11月3日~4日横浜に開催された第61回日本生殖医学会の学術講演会に参加してきました。興味がある演題は一杯あって、勉強となりました。たくさんの先生と話ができて、満足でした。
当院からの演題の一つは着床前診断に関するテーマでした。
O―161.重篤な遺伝性疾患児を出産する可能性のある均衡型染色体構造常保因者夫婦における着床前診断に関する考察
黒田 知子,林 博子,大畠 一輝,青山 直樹,薮内 晶子,湯 暁暉,加藤 恵一
加藤レディスクリニック
着床前診断 (PGD) というのは体外受精の受精卵を子宮に戻す前に、受精卵の染色体や遺伝子に異常があるかどうかを調べる検査です。日本産科婦人科学会の「着床前診断に関する見解」では ①重篤な遺伝性疾患児を出産する可能性のある均衡型染色体構造異常を有する夫婦 ②習慣ならびに反復流産(2回以上の流産)の均衡型染色体構造異常を有する夫婦 のみ申請の対象となります。加藤レディスクリニックは10年前から着床前診断を行ってきました。

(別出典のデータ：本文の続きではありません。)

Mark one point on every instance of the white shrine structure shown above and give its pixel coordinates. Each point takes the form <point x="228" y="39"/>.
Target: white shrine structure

着床スクリーニング (PGS)はPGDと同じ技術を使いますが、目的が違います。年齢に伴って染色体の数的な異常が増えて、流産率が高くなります。受精卵に対してこのような染色体の異常があるかを検査して、正常な受精卵だけを移植する考えです。海外でよく行われている検査ですが、日本ではまだ臨床応用が認められていません。現在PGSの臨床研究が計画されています。